Zulily has historically been a standout among young online retail companies. The flash deal company’s IPO in 2013 was called a “watershed moment” for e-commerce, as one investor put it at the time.
It didn’t take long for the tables to turn. And the business model that propelled Zulily forward may be what eventually dragged it down, forcing the company to sell to QVC for a fraction of what it was valued at its peak last year.
CEO Darrell Cavens tells Inc. in a written statement that he views Zulily and television shopping network QVC as "complementary in nature." He says the two companies can share each other's networks to help their suppliers grow and gain supply chain efficiencies.
“When I dropped off my daughter at daycare, she had the same character on her t-shirt as some of the other kids. The shirt just was not special. I could go to a boutique store, and spend $50 for a pair of pants for my son, but an hour and a half later there would be grass stains and holes all over them,” he explained. A request for comment from the company was not returned at the time of publishing.
Zulily’s parent-centric business selling items like baby gear and women’s apparel at steep discounts grew in popularity and it became a bit of an e-commerce juggernaut.
Shares opened the morning of Zulily’s 2013 public offering at $39, 88 percent higher than the IPO price of $22, Venture Beat reported, making it the most successful public offering for an e-commerce site in years.
But the company has always been “a bit of an oddity,” GeekWire reported when its share price was plummeting earlier this year.

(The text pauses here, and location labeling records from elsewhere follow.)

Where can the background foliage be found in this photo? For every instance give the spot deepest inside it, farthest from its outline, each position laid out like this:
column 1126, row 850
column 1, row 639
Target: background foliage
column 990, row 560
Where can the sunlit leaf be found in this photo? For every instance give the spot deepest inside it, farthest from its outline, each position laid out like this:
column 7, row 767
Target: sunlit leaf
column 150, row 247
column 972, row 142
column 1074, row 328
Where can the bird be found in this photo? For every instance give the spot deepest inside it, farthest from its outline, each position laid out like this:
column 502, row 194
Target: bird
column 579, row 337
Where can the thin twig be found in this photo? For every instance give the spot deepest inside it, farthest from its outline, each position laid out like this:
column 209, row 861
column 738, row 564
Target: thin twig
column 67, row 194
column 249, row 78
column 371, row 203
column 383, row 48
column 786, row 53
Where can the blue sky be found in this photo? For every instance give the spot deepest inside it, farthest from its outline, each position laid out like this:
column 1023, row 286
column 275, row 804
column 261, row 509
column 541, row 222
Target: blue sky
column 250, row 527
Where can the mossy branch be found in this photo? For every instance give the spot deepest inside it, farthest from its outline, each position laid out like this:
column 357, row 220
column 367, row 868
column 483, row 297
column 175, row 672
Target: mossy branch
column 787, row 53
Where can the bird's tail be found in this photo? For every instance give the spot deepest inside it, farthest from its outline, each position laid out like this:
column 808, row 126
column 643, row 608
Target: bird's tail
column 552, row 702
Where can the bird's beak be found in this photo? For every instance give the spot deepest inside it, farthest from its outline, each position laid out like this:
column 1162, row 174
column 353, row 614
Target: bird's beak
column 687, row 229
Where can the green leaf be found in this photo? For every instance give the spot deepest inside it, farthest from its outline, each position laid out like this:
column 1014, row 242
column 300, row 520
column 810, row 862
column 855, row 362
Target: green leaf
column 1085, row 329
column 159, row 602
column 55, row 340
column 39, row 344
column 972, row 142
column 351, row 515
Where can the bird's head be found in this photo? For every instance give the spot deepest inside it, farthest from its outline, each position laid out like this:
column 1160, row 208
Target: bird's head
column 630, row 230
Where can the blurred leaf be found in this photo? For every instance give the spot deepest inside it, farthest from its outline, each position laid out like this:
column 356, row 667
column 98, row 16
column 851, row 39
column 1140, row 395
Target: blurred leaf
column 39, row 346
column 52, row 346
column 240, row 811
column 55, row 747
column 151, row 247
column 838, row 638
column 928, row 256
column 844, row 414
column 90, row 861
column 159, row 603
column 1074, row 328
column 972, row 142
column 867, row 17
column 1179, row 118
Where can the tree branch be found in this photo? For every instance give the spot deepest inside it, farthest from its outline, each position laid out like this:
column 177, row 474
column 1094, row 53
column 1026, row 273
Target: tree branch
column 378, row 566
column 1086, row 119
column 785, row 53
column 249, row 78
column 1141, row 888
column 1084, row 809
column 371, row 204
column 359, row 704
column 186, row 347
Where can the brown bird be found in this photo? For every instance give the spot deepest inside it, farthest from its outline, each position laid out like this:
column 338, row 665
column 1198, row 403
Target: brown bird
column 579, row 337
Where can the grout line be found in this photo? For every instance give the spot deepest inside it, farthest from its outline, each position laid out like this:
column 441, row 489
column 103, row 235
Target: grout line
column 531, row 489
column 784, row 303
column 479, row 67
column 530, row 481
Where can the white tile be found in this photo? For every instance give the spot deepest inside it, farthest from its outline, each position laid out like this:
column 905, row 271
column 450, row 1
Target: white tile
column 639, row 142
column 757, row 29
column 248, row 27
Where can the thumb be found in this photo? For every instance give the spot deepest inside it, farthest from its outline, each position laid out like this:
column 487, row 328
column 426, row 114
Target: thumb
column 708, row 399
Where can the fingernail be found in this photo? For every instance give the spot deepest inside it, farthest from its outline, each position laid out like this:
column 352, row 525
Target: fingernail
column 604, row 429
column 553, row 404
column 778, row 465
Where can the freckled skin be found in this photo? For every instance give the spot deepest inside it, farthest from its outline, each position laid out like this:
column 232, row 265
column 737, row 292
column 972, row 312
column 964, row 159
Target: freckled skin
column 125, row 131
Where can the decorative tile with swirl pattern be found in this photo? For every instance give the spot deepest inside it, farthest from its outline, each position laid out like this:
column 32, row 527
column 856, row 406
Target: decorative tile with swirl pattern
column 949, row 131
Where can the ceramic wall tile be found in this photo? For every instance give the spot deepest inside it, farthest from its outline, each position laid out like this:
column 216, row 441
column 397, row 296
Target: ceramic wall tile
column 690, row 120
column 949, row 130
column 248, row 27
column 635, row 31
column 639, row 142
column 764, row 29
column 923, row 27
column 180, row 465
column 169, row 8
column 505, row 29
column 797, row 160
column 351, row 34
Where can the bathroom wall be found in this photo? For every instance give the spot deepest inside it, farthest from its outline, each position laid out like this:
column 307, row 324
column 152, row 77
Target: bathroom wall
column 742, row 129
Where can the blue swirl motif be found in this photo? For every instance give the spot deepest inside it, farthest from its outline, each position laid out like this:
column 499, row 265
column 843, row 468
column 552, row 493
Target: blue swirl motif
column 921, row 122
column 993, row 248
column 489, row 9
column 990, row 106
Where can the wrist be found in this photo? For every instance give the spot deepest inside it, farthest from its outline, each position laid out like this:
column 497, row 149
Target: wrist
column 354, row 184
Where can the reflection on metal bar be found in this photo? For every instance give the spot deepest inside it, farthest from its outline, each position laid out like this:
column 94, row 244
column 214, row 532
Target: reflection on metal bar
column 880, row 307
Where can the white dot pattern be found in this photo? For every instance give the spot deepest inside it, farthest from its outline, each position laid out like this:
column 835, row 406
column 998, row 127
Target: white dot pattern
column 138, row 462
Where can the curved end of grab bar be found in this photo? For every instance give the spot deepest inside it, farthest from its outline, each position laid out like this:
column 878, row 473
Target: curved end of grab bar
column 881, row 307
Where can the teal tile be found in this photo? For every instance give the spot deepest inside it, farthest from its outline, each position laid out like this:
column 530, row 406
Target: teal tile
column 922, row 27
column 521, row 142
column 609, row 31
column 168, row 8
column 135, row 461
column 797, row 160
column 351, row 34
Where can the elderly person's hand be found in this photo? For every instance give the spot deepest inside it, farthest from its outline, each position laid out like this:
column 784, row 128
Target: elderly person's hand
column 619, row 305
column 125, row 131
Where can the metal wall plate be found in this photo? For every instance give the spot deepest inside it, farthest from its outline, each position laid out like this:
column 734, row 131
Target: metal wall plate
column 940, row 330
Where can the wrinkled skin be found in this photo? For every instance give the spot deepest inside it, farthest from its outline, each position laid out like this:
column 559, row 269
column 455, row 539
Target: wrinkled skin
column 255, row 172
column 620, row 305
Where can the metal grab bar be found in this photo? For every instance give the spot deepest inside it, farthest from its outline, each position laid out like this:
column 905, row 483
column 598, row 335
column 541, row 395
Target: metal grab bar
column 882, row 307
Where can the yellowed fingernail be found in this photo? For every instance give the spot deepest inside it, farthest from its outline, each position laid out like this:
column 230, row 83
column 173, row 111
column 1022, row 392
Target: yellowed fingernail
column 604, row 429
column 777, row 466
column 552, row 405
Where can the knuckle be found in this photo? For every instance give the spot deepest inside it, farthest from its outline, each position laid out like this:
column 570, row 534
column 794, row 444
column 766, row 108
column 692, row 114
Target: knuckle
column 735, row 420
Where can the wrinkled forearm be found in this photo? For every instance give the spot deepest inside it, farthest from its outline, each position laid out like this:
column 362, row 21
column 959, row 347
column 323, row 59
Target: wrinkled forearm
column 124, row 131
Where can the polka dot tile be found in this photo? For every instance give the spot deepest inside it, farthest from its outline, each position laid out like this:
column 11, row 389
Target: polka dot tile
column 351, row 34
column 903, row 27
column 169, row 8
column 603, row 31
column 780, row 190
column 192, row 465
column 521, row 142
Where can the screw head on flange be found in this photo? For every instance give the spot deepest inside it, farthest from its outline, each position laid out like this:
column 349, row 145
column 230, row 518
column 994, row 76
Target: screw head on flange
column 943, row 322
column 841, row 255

Zulily put little stress on fast delivery or holiday sales. The company’s chairman Mark Vadon was quoted as saying Wall Street didn’t understand what motivated the customers.
“They think it has to be low-priced, and a commodity, and that you have to get it to them fast--two-day is good, one day is better and same-day is best,” he said.
The company’s model had relied on offering items at steep discounts and then having suppliers ship the items to Zulily to sort and deliver, rather than keeping the items warehoused ahead of time, according to the Wall Street Journal. The process could mean customers would have to wait longer than two weeks to receive items.
The company's share price in January fell to $18.53, having peaked in 2014 at $70. Cavens discussed plans to close the company’s U.K. office.
The company in March was trying to shift towards a faster delivery model by storing more items in its warehouses before putting them up for sale online, something Amazon has done for a while. But it looks like the effort was too late. QVC scooped up the company for $18.75 a share.
The silver lining for the e-commerce site is that some parts of the company are to remain static. Cavens will stay on as CEO and headquarters will remain in Seattle, according to the Associated Press.
"We’ll drive the business forward as distinct brands so everything we’re working on remains the same. We will work together with both teams to find the places that we believe make sense to integrate and determine where it makes sense to operate separately," says Cavens.